One way to help your nervous system recover is through what I call micro-doses of joy. These are small moments that help your rest-and-recover system come back online.

It could be five minutes of sunlight, a small creative activity, music that uplifts you, or laughter. Laughter is one of my favorites.


During recovery I watched a lot of comedy movies—especially the old comedies from the 80s—and I laughed constantly. Laughter helped me through some of the darkest parts of recovery.


Find those small moments of joy. They matter.

Reframing Failure

Failures are not failures. They are lessons. There’s a universal concept called the law of polarity: every experience has an opposite. Every failure has a success. Every sorrow has a joy. Every dark moment has light somewhere within it.


Without contrast, we cannot grow. Opposites become our teachers.
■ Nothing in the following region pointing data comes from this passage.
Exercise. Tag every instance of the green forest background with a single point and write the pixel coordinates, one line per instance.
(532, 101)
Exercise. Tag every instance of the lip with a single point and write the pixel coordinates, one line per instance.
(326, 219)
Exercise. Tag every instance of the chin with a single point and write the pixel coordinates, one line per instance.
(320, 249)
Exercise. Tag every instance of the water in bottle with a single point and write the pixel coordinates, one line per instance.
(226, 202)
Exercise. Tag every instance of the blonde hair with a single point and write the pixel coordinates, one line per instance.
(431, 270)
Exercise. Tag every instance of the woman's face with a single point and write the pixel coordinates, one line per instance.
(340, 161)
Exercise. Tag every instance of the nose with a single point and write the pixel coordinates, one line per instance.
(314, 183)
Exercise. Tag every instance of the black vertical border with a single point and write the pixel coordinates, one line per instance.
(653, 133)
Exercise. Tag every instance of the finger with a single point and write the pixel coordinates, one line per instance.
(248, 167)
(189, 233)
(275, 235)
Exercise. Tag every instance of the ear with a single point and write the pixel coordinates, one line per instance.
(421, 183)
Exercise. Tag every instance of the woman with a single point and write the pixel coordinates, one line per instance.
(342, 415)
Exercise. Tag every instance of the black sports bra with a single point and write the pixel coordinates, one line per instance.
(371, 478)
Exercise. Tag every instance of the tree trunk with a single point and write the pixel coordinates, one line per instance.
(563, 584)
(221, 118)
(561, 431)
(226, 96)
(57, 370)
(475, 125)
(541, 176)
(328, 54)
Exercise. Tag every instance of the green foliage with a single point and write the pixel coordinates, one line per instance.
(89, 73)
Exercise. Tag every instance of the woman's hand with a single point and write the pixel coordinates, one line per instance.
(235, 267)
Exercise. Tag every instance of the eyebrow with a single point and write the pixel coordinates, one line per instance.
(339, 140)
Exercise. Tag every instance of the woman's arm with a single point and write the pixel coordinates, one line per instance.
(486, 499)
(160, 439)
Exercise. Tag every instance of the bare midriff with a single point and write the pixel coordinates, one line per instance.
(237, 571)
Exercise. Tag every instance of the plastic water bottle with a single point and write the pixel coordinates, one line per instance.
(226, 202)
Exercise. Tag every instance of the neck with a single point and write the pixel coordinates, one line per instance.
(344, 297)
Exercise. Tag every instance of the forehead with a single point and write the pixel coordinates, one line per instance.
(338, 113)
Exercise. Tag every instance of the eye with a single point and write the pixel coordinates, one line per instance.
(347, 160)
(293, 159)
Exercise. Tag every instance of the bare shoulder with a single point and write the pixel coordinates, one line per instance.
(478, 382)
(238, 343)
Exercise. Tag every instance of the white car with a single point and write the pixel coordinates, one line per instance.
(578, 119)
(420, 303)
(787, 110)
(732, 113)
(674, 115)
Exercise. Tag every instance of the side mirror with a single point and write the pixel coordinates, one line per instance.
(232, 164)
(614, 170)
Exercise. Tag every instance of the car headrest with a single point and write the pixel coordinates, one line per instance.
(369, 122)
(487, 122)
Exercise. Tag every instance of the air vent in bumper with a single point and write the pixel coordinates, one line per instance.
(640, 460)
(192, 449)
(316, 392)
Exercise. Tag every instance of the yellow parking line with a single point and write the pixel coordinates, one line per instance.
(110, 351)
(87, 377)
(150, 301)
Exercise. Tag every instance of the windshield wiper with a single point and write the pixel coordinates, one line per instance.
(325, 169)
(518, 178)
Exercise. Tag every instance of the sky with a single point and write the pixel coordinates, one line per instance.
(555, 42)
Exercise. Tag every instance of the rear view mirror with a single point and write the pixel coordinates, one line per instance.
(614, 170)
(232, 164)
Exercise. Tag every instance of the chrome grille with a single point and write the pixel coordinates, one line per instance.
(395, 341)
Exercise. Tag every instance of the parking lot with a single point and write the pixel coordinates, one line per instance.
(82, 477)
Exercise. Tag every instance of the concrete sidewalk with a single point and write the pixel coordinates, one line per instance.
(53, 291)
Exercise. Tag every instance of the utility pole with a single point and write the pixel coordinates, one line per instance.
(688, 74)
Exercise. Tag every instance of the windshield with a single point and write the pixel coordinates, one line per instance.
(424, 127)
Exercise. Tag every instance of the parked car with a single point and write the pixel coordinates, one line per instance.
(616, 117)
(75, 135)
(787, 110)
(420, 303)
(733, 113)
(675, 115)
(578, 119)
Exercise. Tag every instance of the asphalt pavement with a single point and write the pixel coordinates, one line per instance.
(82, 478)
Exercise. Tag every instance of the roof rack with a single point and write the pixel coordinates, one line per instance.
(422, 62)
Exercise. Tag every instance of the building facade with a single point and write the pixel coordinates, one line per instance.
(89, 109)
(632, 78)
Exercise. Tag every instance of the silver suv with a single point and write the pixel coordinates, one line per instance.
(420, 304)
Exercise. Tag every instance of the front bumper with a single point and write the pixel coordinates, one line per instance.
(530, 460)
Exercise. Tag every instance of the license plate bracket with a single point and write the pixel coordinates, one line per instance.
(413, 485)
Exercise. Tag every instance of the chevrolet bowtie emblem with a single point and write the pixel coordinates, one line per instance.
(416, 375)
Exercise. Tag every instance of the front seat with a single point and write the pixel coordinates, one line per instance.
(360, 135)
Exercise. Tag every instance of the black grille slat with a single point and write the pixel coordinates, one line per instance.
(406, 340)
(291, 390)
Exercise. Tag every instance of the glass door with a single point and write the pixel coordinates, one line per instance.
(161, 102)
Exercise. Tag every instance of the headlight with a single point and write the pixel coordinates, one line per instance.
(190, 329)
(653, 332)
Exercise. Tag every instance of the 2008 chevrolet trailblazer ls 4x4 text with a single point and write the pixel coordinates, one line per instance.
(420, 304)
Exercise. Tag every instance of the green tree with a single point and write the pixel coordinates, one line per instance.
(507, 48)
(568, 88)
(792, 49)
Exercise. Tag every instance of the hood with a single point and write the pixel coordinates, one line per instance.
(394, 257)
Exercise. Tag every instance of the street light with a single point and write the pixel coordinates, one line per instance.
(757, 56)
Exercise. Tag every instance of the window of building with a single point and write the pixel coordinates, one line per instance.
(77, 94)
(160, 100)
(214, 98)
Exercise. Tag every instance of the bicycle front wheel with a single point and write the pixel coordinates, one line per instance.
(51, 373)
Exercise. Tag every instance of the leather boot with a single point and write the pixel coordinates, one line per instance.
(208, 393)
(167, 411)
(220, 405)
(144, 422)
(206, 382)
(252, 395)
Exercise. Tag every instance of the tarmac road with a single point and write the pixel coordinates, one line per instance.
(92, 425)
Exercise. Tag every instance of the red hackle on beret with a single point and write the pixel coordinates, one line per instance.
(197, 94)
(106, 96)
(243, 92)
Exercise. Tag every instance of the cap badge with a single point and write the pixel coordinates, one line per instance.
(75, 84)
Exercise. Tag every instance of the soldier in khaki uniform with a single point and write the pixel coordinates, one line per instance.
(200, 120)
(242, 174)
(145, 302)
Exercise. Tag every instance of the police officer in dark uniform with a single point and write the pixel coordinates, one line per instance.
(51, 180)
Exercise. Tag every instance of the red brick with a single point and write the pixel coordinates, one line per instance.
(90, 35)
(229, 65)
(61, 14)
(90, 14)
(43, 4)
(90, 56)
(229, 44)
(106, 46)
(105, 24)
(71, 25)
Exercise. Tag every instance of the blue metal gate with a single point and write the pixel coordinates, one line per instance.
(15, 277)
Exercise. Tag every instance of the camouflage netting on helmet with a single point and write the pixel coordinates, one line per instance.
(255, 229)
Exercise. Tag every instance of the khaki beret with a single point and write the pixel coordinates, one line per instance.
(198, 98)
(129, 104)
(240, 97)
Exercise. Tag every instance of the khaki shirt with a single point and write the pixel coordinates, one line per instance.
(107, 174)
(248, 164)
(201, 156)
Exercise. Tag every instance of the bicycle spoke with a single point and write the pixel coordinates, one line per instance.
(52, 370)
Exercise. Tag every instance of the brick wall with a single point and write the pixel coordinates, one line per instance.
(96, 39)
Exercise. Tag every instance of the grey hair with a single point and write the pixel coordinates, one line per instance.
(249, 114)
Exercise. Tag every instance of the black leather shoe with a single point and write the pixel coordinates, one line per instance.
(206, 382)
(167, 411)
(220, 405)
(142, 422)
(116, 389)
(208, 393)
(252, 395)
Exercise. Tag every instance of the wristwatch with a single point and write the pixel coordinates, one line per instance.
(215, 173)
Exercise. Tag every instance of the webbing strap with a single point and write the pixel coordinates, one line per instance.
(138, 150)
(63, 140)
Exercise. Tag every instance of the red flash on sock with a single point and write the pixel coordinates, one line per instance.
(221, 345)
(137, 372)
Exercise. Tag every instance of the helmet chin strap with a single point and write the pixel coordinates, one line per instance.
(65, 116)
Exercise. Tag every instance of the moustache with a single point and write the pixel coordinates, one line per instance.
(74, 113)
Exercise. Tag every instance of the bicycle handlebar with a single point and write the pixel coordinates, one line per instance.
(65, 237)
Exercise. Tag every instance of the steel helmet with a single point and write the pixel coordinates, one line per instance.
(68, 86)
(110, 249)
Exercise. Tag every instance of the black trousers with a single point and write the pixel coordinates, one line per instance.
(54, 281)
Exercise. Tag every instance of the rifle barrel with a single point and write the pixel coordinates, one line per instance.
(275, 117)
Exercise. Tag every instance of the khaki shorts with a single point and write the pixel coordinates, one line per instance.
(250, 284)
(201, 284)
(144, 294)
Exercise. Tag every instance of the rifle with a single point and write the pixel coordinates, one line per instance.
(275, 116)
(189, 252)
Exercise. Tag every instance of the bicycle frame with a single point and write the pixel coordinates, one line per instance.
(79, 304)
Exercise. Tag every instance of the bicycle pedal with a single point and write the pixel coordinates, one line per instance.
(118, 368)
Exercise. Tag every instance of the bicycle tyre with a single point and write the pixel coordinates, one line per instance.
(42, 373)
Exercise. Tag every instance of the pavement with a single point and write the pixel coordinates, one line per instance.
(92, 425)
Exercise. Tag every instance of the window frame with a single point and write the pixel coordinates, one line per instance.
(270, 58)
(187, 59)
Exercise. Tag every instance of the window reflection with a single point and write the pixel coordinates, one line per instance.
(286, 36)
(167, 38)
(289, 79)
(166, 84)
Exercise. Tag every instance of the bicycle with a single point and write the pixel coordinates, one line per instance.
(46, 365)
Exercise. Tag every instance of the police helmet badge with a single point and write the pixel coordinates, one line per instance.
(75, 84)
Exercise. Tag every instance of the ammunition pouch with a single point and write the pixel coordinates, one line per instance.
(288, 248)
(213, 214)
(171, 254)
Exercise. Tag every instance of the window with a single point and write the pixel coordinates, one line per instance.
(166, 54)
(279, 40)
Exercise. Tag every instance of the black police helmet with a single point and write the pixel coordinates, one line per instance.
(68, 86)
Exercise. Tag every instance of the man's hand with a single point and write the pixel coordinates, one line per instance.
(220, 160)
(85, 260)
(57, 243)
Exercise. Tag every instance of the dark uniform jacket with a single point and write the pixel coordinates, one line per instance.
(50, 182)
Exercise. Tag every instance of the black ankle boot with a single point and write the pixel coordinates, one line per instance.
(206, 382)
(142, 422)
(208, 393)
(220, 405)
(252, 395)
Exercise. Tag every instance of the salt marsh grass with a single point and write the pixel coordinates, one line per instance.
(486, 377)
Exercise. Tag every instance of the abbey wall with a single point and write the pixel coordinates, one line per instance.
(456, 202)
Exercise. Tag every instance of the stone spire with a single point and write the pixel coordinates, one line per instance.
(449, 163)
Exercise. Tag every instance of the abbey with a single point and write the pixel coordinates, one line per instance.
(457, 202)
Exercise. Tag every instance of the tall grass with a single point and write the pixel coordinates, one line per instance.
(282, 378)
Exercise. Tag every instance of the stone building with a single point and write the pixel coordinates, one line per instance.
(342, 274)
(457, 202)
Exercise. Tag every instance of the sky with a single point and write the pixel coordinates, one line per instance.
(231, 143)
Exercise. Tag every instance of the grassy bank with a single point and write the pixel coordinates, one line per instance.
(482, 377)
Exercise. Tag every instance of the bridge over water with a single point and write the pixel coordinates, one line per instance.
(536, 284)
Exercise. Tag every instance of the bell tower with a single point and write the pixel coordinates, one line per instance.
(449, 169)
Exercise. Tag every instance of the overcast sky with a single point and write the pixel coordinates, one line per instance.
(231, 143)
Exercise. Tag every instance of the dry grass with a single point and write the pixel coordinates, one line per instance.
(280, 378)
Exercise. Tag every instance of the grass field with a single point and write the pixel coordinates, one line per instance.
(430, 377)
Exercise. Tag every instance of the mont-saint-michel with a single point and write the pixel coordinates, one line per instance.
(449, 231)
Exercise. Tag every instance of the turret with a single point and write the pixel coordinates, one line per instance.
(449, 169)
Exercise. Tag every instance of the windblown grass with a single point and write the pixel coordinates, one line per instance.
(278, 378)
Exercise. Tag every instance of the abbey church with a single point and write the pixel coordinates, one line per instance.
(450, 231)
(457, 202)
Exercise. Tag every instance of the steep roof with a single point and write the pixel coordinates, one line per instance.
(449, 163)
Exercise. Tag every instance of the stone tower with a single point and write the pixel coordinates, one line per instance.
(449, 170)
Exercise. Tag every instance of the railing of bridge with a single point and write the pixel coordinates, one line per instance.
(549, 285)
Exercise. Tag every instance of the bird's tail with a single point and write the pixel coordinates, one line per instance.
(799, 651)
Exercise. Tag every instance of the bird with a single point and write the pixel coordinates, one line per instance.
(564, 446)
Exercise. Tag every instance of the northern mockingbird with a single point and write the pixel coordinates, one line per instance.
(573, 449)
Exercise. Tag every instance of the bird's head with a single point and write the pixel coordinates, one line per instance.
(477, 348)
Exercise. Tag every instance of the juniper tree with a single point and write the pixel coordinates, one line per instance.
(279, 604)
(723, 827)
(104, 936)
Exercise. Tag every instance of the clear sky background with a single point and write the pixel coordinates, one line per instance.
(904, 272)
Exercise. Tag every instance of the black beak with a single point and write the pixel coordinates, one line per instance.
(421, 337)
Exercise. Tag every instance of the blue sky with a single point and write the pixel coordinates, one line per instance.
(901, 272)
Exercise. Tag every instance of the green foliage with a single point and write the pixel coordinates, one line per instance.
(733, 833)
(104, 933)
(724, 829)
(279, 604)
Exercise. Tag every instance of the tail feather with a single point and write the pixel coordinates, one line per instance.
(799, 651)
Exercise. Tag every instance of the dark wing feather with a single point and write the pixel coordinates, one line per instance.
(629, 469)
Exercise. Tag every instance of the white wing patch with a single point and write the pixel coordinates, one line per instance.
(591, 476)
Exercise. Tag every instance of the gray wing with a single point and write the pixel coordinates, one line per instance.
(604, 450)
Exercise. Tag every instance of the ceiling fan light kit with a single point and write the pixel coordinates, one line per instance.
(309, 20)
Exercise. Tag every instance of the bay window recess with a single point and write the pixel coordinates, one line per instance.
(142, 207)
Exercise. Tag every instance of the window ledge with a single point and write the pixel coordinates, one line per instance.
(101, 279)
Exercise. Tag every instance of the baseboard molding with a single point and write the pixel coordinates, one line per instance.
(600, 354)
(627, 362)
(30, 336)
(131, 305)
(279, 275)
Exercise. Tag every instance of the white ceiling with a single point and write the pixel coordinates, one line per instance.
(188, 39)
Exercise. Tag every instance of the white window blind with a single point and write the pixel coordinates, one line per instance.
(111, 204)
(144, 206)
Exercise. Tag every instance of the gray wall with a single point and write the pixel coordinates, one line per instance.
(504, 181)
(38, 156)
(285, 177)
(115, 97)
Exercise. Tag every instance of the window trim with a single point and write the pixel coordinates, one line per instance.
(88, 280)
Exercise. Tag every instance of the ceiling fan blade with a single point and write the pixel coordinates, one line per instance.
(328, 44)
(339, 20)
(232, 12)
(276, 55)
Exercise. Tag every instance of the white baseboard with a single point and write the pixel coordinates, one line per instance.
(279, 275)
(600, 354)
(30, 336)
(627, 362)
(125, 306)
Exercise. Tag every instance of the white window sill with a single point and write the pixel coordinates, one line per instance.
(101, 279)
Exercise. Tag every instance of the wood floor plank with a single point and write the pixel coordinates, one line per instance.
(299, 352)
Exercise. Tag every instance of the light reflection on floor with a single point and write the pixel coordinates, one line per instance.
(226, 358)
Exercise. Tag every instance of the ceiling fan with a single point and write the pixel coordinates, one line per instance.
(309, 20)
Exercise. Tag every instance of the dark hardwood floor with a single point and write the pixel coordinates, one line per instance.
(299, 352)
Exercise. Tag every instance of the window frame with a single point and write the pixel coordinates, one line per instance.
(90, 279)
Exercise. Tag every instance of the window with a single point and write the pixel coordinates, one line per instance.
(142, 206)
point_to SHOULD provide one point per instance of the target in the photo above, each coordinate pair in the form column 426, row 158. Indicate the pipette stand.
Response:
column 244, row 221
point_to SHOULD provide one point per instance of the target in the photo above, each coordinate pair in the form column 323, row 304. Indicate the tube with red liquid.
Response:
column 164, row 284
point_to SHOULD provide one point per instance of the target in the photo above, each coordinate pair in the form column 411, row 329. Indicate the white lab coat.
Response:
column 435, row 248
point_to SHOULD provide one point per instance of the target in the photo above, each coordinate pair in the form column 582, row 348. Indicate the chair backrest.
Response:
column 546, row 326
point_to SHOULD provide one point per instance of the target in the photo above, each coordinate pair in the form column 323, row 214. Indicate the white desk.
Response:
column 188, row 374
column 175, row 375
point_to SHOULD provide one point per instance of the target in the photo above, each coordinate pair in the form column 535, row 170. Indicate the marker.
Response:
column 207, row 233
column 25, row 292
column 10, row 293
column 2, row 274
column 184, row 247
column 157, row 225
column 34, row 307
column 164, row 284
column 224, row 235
When you ask yourself what success exists inside a failure, you are reframing the experience. That reframing activates your rest-and-recovery system instead of keeping you trapped in stress.


Protecting Your Peace

Life will keep throwing challenges at you. The digital world makes that even faster. But you still have the ability to protect your peace.

Your body responds chemically to your thoughts. Stress floods the body with cortisol and adrenaline. Peace brings compassion, calm, and clarity to the brain.


Protect your peace. Let it become your new currency. When you do, you will begin to notice a version of yourself you didn’t even know existed. But none of that happens without compassion for yourself. Start there. Be compassionate with yourself first.


Thanks for joining again. Remember, karma is real, energy is contagious, and vibes matter.